Today the economy of the state is centered around cattle ranching, agriculture, rubber and Brazil nuts. Rubber, the product which brought hundreds of people from the North East region of Brazil to colonise the territory, is still important, being one of the principal export items of the state, along with timber and Brazil nuts. Acre has a free trade area in Brasiléia, 230 kilometres from Rio Branco, on the frontier with Bolivia. Apart from its economic importance, the town’s other attraction is the beauty of its majestic Brazil nut trees.

The Federal Government has defined and regulated several areas devoted to rubber tapping, among which that in Juruá, which carries the name of Chico Mendes.
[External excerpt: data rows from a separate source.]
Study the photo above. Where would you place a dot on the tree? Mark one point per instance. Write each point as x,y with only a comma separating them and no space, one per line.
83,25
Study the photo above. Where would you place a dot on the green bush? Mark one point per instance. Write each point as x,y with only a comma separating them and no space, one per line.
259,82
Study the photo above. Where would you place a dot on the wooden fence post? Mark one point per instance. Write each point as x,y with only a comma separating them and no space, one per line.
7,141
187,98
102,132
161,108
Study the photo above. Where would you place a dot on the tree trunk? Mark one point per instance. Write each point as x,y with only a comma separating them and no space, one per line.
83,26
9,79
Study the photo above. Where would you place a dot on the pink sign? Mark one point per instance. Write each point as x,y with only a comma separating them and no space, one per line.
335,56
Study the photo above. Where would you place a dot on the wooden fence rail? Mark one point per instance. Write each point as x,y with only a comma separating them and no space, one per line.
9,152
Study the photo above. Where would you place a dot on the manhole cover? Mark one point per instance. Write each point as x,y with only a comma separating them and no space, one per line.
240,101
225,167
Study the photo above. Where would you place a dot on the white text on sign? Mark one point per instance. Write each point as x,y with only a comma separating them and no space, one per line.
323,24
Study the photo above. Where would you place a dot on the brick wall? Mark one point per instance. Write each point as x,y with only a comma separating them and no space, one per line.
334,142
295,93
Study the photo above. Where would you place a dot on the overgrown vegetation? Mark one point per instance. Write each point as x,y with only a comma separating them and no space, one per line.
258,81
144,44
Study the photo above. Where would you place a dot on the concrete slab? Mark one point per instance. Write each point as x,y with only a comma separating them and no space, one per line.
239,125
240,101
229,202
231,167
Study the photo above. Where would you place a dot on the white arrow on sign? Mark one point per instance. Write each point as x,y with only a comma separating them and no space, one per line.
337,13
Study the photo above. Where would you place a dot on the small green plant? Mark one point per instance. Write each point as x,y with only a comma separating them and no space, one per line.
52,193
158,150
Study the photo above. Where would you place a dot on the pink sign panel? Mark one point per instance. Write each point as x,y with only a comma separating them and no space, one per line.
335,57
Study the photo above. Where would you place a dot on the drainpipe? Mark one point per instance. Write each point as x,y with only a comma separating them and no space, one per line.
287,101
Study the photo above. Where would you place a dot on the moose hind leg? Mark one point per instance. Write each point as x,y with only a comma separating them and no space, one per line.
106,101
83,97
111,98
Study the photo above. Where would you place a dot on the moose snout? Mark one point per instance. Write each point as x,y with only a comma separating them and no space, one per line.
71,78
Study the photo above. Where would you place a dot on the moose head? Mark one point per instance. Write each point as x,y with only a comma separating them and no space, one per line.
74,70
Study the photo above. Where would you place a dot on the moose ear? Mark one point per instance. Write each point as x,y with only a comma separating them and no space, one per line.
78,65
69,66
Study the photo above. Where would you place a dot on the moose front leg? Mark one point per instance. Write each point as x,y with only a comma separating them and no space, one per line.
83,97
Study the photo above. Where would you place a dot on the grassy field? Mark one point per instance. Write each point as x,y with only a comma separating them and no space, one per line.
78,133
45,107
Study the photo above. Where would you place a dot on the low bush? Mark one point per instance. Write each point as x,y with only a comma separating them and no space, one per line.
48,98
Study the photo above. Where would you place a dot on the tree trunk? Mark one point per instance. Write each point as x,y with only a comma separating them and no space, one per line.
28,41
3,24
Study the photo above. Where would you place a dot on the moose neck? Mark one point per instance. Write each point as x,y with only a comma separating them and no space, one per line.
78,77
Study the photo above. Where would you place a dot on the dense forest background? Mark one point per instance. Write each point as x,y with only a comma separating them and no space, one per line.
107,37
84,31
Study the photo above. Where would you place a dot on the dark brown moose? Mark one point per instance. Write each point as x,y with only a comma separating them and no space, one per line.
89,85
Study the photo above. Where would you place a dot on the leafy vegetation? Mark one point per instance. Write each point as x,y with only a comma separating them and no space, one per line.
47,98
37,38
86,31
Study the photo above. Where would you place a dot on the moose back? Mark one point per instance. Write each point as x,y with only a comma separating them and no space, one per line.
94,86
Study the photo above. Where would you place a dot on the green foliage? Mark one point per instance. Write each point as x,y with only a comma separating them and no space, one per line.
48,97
There is also in the state the Colônia Agrícola 5000, a community of the followers of the Santo Daime sect, whose principal ritual is the consumption of a tea made from a herb called ayauhasca. Drunk for centuries by the Indians of the Amazonian parts of Peru and Colombia, the herb is the origin of the sect. Ayauhasca is a kind of liana and is soaked and then boiled until it becomes a tea which, according to many of those who have drunk it, produces visions. There is much controversy about its effects. For many people it is an hallucinogenic drug, for others it is nothing more than a harmless tea, used in rituals and for treating various illnesses. In Brazil it is called Santo Daime because the founder of the sect, Raimundo Irineu Serra, used to pray using the words “dai-me força, dai-me luz” (give me strength, give me light).